Electronic Payment Reporting Used as Offset
June 24, 2008
On June 18, the House Ways and Means Committee voted 22-16 to approve a fully-offset $61.5 billion patch for the alternative minimum tax (AMT) that would be paid for in part by implementing one of the administration's tax-gap proposals, the electronic payment reporting requirement. Until recently, Congress has avoided using any of the administration's tax gap proposals as revenue-raisers due in par to their overwhelming negative impact on small business. However, faced with difficult pay-go budgetary rules, and the goal of passing several keys bills before the end of the session, in appears the push against enacting the tax-gap proposals has come to a halt.
The tax-gap proposal used by the Ways and Means Committee to offset the AMT patch would require information reporting by banks and other institutions on reimbursements to merchants that accept electronic forms of payment. The basic premise of the electronic payment reporting proposal is that a "payment facilitator" would provide the Internal Revenue Service (IRS) and the merchant with an annual, aggregate total of the gross receipts for the individual merchant which had been processed by that payment facilitator.
The bill approved by the Ways and Means Committee would increase the AMT exemption levels to $46,200 for individuals and $69,950 for married couples filing jointly in 2008. Other offsets include taxing carried interest at the ordinary income tax rate instead of the 15 percent capital gains rate, denying the tax code Section 199 manufacturing deduction to certain oil and gas producers, and limiting treaty benefits for certain deductible payments.
Testifying a few days prior to the mark-up, NSBA President Todd McCracken told the House Small Business Committee that the electronic payment reporting requirement proposal would have a negative economic impact and would add additional and unnecessary burdens on already over-burdened small-business owners.
Ways and Means members Reps.
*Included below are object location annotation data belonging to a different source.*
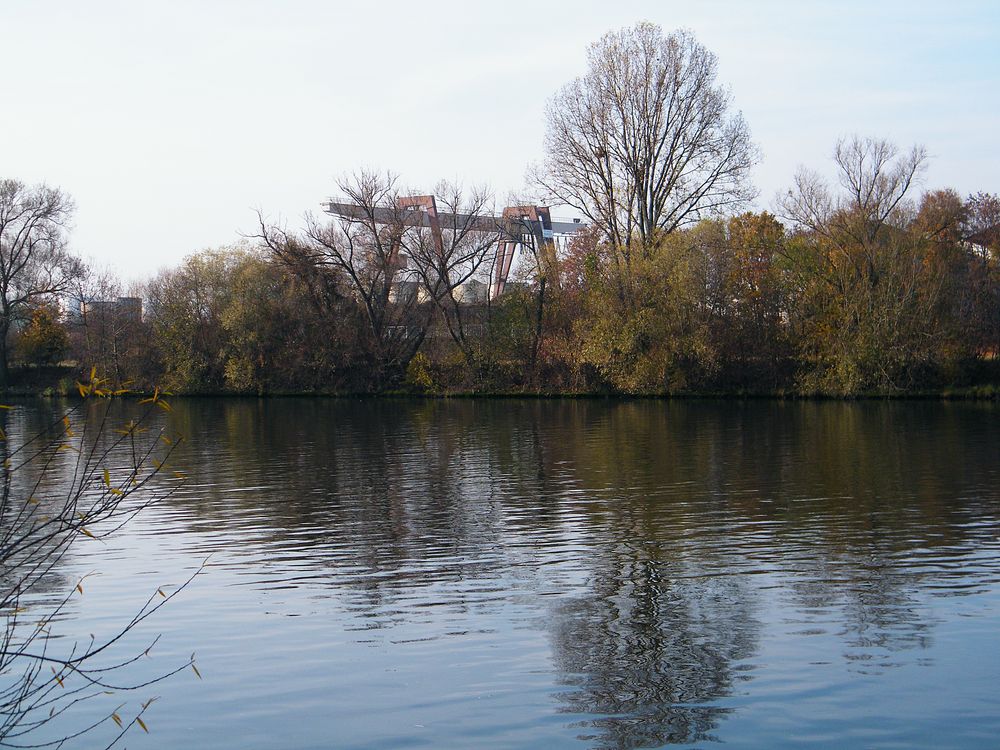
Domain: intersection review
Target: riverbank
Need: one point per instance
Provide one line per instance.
(57, 381)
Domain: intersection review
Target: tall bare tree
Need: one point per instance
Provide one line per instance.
(34, 264)
(646, 141)
(450, 258)
(357, 255)
(875, 178)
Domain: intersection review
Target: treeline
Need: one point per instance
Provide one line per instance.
(852, 305)
(859, 285)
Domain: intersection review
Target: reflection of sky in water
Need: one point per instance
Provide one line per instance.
(571, 574)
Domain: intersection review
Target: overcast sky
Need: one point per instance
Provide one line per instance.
(170, 122)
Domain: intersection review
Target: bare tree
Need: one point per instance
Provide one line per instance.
(358, 255)
(108, 481)
(449, 256)
(645, 142)
(34, 264)
(875, 179)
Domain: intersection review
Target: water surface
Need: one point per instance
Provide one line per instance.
(574, 574)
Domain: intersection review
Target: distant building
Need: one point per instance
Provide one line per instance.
(123, 308)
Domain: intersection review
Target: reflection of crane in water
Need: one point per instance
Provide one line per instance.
(530, 227)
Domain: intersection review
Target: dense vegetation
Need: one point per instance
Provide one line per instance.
(675, 287)
(736, 305)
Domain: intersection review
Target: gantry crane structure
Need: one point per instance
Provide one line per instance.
(517, 228)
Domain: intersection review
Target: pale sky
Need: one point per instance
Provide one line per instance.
(170, 122)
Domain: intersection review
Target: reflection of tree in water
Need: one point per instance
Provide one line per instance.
(649, 656)
(657, 515)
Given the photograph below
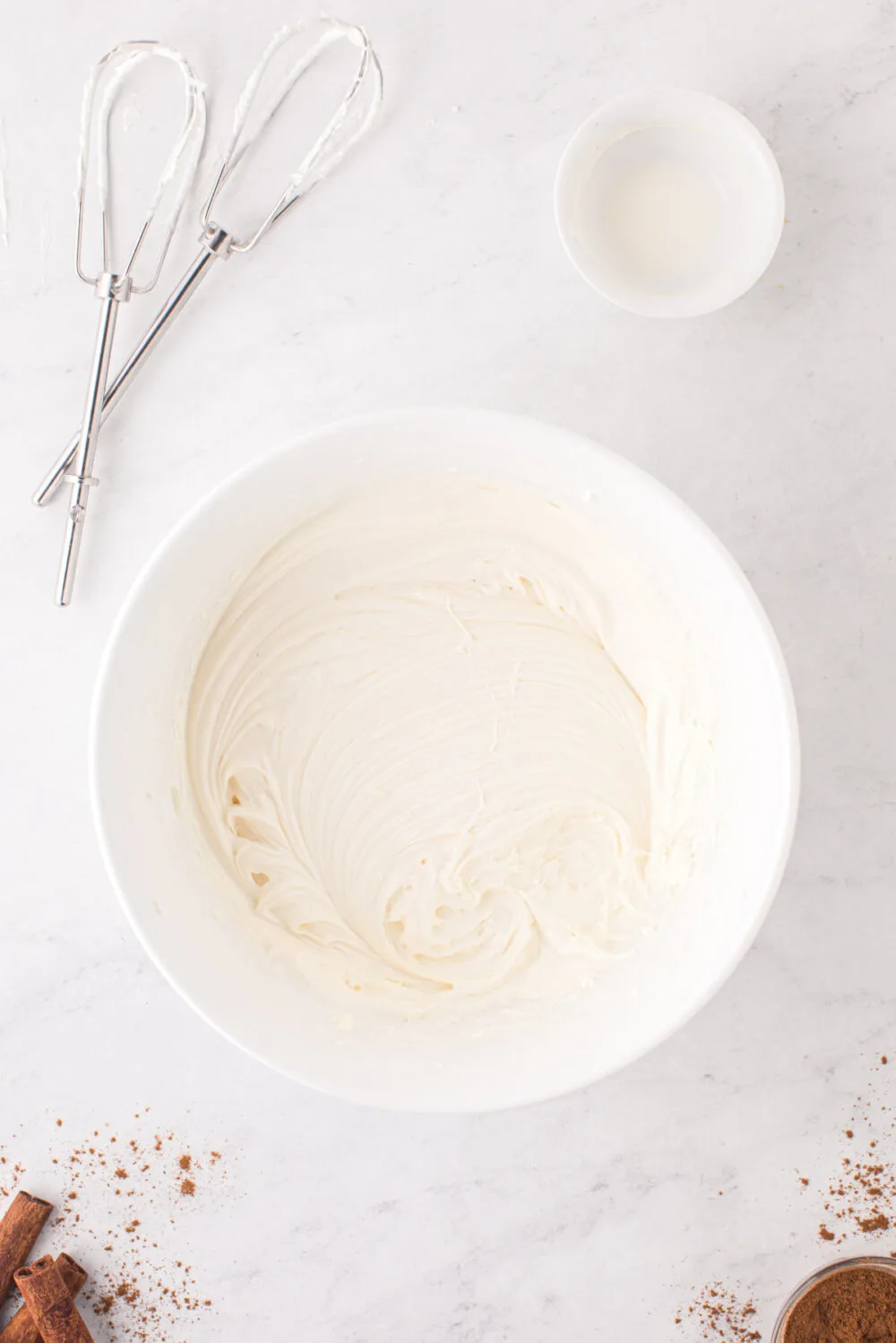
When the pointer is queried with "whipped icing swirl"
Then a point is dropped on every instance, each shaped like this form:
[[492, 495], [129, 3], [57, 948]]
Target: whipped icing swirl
[[414, 751]]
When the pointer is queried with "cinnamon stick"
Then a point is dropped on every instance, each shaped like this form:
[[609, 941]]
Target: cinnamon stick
[[19, 1229], [51, 1308], [22, 1329]]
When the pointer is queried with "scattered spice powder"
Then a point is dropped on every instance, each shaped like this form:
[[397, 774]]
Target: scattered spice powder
[[720, 1313], [853, 1305], [140, 1294]]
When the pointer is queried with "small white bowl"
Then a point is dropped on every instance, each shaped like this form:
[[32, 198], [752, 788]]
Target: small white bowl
[[209, 946], [669, 203]]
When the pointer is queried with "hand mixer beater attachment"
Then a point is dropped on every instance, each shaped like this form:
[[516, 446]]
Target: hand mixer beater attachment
[[115, 287], [258, 104]]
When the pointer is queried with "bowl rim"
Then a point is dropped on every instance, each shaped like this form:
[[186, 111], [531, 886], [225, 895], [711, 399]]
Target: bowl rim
[[699, 303], [879, 1261], [359, 1092]]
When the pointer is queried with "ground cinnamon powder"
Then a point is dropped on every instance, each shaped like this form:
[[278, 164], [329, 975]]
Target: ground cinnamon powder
[[855, 1305]]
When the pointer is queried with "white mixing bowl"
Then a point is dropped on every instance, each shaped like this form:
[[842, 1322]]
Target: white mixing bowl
[[171, 890]]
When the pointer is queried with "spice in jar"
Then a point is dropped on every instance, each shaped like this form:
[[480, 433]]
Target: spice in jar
[[849, 1305]]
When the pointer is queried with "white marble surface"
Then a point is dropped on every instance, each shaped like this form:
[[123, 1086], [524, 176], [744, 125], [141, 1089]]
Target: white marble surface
[[430, 271]]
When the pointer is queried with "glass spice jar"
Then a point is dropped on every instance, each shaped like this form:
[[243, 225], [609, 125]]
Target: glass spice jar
[[823, 1275]]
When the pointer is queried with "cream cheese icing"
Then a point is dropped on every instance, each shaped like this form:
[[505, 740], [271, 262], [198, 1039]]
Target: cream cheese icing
[[452, 745]]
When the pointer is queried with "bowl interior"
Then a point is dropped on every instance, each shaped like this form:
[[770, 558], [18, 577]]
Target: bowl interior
[[669, 203], [201, 936]]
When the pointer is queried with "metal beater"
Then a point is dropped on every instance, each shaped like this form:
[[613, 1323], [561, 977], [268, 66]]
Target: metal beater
[[115, 287], [346, 126]]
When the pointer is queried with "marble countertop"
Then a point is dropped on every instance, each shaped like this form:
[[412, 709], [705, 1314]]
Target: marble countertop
[[429, 271]]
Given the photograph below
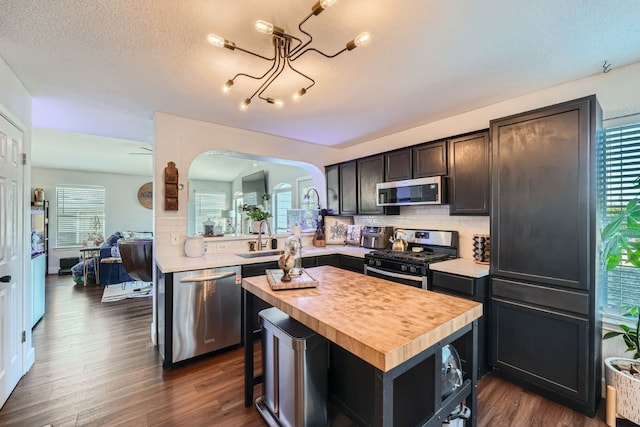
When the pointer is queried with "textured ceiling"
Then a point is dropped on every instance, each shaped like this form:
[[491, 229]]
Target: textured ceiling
[[103, 68]]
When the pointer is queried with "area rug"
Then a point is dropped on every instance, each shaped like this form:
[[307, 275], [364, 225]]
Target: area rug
[[121, 291]]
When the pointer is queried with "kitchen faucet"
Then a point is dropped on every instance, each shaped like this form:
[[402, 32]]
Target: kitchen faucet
[[260, 244]]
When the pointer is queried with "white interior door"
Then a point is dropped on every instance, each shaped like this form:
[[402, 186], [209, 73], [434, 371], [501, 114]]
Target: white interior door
[[11, 258]]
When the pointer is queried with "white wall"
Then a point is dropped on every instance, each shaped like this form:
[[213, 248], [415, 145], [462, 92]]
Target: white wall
[[180, 140], [123, 211]]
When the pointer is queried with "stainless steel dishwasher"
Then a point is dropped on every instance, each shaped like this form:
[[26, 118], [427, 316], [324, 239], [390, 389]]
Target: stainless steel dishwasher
[[206, 311]]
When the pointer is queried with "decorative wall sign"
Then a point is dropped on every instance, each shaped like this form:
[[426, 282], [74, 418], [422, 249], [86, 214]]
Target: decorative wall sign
[[171, 187], [336, 229], [145, 195]]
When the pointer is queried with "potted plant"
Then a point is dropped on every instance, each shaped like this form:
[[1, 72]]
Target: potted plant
[[255, 213], [620, 236]]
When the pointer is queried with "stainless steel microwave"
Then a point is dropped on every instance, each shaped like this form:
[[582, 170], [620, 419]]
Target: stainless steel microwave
[[421, 191]]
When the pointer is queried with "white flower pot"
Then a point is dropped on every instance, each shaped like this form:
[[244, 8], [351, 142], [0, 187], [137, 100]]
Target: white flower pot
[[255, 227], [623, 392]]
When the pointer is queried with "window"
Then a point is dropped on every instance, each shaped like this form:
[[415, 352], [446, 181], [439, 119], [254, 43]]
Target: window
[[210, 206], [79, 214], [305, 185], [282, 202], [621, 167]]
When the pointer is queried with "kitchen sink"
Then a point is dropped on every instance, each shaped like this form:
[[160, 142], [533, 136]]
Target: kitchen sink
[[260, 254]]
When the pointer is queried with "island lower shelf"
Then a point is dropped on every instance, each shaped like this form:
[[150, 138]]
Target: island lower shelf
[[385, 337]]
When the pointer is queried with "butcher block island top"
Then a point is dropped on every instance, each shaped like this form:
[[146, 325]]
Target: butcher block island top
[[384, 323]]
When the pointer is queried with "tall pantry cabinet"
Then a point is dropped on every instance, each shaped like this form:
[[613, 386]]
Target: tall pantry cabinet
[[545, 332]]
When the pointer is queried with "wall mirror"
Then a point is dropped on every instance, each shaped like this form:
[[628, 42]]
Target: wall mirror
[[216, 197]]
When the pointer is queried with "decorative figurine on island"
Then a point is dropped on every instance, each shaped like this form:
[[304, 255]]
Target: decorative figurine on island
[[291, 261], [286, 262]]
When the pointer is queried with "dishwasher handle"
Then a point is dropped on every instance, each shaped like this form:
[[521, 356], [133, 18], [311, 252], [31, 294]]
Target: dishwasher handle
[[207, 277]]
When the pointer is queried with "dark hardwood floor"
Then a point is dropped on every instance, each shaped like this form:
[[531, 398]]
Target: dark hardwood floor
[[95, 366]]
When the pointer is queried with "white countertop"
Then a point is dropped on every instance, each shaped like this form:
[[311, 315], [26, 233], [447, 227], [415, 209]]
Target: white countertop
[[174, 264], [461, 266]]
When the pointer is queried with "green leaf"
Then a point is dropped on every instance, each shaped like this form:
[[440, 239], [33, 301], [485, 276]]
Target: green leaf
[[611, 335], [612, 228], [613, 260]]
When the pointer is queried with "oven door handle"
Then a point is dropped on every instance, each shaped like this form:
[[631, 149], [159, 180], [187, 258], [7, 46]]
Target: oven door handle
[[392, 274]]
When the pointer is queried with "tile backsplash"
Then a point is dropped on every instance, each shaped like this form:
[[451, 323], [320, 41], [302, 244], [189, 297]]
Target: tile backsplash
[[433, 217]]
Wally Herger (R-Calif.) and Patrick Tiberi (R-Ohio) expressed opposition to using the electronic payments IRS reporting as an offset and had specific issues with one part of the proposal that would require 28 percent withholding until the accuracy of a taxpayers identification number can be identified. Unfortunately, these members concerns were ignored and the legislation is now expected to be considered on the House floor during the week of June 23.
Meanwhile, the Senate is expected to pass a comprehensive housing stimulus bill (H.R. 3221) before the Independence Day recess that could reach the president’s desk by mid-July. Senate Finance Committee Chairman Max Baucus (D-Mont.) and Ranking Member Charles Grassley (R-Iowa) worked out a tax title to the bill which includes $14 billion in tax incentives, such as a repayable tax credit of up to $8,000 for first-time home buyers and a provision to allow taxpayers who do not itemize their deductions to deduct property taxes of up to $500 for individuals or $1,000 for joint filers.
Once the bill passes the Senate, it will have to be reconciled with the House version. There are early indications the House is preparing some changes, especially over the $14 billion in tax breaks contained in the measure. One controversial proposal that may be removed in the House version is the provision that would deny a new standard tax deduction in the bill for homeowners who do not itemize on their returns in localities that raise property taxes.
Unfortunately, the Senate chose to use the electronic payment reporting requirement as an offset. According to the Senators, the provision would raise $9.8 billion in new revenues over 10 years and would exempt reporting of transactions for $10,000 or less in cases in which a third-party settlement organization handles fewer than 200 transactions.
While NSBA supports efforts to fix the AMT and find ways to stimulate the housing sector, we oppose using offsets that are detrimental to America’s small businesses. In letters sent to the committees of jurisdiction, NSBA argued that Congress needs to realize that the electronic payment reporting requirement will add to the already disproportionately-high regulatory burdens small businesses face. If these offsets are enacted,small-business owners will be forced to spend valuable time and financial resources on record-keeping and outside help to ensure compliance.